It is widely known that paper mills require two essential ingredients to produce paper: trees and water. Surprisingly, water is the most crucial component in the entire paper making process, but why do paper mills need water filtration throughout?
Approximately 100 litres of water are necessary to produce 1 kilogram of paper. Despite the implementation of advanced wastewater treatment plants and closed-loop systems, improper water utilisation can lead to various issues for paper mills. These problems can include loss of production time, damage to equipment components, inconsistent final product, increased wastewater production, and wider environmental concerns.
To mitigate these challenges and ensure smooth paper production, proper liquid filtration must be employed at relevant stages of the paper making process.
The Paper Making Process
In a nutshell, the paper making process begins with logs being fed into a rotating drum to produce wood chips. These chips are then transferred to a pulp mill and introduced to a digester, where they are cooked with an acid solution. To achieve a consistent finish and prepare the solution for the actual making of paper, the soft and fibrous mixture is washed out of the acid solution and bleached.
Here’s where liquid filtration becomes critical as the process is highly susceptible to chemical contamination.

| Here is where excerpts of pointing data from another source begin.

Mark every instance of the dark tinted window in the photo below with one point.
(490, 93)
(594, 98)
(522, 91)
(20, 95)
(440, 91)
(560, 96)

Filtration is employed to remove contaminants such as tank rust, dirt, and scale that may have accumulated during transportation and storage, just before the components are mixed in the reactor.
While wound polypropylene filters are trusted and commonly used at this stage, a more effective solution would be to utilise TruDepth spun polypropylene depth filters. These filters achieve up to 97% efficiency in particle reduction, plus their melt-bonded exterior minimises the risk of fibre migration.
Once the mixture has been transformed into paper, it proceeds to the finishing stage. At this point, the paper is delicate and must remain consistently moist as it moves along the production line to prevent breakage. For this to be achieved, spray nozzles are utilised and must be contaminant free otherwise they can become clogged, damaged and ultimately disrupt production.
Water Filtration for Incoming Water
For the treatment of incoming water, a recommended setup by Fileder involves a combination of EBEP bags, SSP depth filters, SCB carbon, and SRO membrane technologies. This combination effectively removes particulate and other contaminants, preventing premature blockages.
This practice is widely adopted by paper mills to ensure consistent water quality, not only for the spraying stage but also as a key ingredient in the paper production process.